Exatamente, aí eu te convido para subir e te apresento para meus filhos e meu marido. Meu Deus do Céu, o que diria para Heitor? Era muito irresponsável. Estaria com muito bafo? E o cabelo? Cheio de cloro. Se ele já estivesse dormindo, seria uma graça dos céus.

– De forma alguma! Estou ótima.

Meu Deus, sei que não mereço, mas faça o Heitor dormir.

Na porta da frente, ele lhe deu um beijo leve, casto, nos lábios. Tentou ser charmoso, não demonstrar pressa, mas ainda precisava se arrumar, acabaria chegando depois dos amigos na boate.

– Foi bom estar com você...

"... Brincar com você. Deixar correr solto o que a gente quiser." Como uma mulher pode gostar tanto de um homem que a trata assim depois que consegue tudo? Já sei, porque até conseguir o que queria para ele, era uma rainha.

– Também adorei nossa tarde de "amizade colorida". – Já desistira de si, sua maior inimiga era a própria língua.

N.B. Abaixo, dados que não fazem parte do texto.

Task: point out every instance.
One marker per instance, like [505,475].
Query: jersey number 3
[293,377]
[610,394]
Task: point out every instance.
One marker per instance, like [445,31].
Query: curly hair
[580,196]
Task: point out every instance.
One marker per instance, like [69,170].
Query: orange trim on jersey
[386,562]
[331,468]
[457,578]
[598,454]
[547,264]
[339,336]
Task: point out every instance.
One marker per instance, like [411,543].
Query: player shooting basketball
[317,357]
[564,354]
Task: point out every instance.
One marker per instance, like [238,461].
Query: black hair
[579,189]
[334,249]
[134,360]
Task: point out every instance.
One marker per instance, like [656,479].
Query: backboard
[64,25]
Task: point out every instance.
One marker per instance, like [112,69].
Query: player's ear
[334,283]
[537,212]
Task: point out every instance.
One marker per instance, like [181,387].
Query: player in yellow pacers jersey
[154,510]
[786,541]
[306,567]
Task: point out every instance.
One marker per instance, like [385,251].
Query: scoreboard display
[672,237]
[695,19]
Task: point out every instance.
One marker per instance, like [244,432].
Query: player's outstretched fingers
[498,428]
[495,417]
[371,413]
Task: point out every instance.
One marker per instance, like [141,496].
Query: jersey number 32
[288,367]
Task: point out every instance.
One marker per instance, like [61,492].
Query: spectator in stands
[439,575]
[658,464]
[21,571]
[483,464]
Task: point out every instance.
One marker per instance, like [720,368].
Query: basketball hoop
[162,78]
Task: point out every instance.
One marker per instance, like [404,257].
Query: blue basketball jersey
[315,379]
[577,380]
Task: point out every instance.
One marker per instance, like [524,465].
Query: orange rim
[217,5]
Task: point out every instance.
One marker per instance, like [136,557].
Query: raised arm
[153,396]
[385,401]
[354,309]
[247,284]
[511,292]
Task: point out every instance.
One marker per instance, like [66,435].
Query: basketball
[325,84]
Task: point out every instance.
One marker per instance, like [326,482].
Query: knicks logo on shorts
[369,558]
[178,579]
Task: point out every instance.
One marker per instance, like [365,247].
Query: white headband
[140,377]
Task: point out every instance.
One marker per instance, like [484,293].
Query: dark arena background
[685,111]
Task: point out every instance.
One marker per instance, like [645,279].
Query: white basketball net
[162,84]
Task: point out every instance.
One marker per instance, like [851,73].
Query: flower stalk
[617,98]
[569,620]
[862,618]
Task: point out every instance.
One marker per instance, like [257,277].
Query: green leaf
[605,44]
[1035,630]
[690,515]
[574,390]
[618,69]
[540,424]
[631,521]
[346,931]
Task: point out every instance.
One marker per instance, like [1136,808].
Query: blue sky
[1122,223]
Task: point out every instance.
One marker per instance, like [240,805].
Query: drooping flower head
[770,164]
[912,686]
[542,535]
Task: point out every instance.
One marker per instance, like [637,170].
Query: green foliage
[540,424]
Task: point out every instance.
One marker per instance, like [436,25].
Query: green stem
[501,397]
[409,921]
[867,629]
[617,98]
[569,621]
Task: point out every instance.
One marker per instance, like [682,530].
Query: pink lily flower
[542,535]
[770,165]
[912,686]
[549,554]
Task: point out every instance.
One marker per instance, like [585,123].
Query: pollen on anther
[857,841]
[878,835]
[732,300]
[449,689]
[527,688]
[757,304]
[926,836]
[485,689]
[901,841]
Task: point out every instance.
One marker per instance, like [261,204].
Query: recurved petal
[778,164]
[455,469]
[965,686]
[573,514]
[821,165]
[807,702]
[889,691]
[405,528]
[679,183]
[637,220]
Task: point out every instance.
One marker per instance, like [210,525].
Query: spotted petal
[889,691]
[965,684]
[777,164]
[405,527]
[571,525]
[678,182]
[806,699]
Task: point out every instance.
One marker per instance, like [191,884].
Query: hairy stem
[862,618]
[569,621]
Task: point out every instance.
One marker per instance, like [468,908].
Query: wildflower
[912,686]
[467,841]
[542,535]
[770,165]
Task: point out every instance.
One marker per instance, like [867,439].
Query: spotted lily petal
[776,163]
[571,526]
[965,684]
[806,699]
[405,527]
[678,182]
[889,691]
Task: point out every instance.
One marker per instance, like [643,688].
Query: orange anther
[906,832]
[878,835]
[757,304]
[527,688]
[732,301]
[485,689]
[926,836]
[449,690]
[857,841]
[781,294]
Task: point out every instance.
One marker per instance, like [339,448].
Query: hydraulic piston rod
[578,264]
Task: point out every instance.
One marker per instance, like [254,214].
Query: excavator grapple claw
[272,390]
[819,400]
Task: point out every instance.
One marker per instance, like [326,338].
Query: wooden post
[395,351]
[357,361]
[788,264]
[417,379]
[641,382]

– Você, hein, Laila, não deixa escapar nada. – riu sem a menor vontade.

Ela também.

– Até a próxima. – Que próxima, Laila, está maluca? Cria vergonha na cara, mulher.

– Que vai ser quando? – ele procurou demonstrar entusiasmo.

– Não sei. Vai depender de você. – Sempre dependia dele, porque, por ela, já estariam juntos há muito tempo e para sempre.

– Então, a gente marca qualquer coisa... Deixa-me ver... Na próxima semana, o que você acha? – o esforço que fazia para esconder a ansiedade era visível.

– Para mim, está bem. – Coisa muito fácil, não tem valor, sua burra. – Tem que ver o dia.

– Então eu te ligo para a gente marcar alguma coisa.

Já vi que aí vem outro daqueles intervalos de meses sem te ver. Ela riu, querendo chorar, e balançou a cabeça. No carro, longe daqui, vou chorar tudo o que tenho para chorar e vou esquecer esse desgraçado.

Mas, mesmo depois que sentou atrás do volante, deu partida e afastou-se da casa dele, o choro não veio, era o momento ideal, queria chorar, precisava chorar, mas os olhos ardiam, secos. Fez cara de choro, forçou-o. Nada. Teve a ideia de ligar para um amigo gay, o mesmo que a aconselhara a viver aquilo de uma vez por todas, já que traição por traição, na concepção dele, ela já traía o marido ao desejar outro. Com certeza, ao contar sua história, ao se dar conta de seu triste papel, as lágrimas viriam.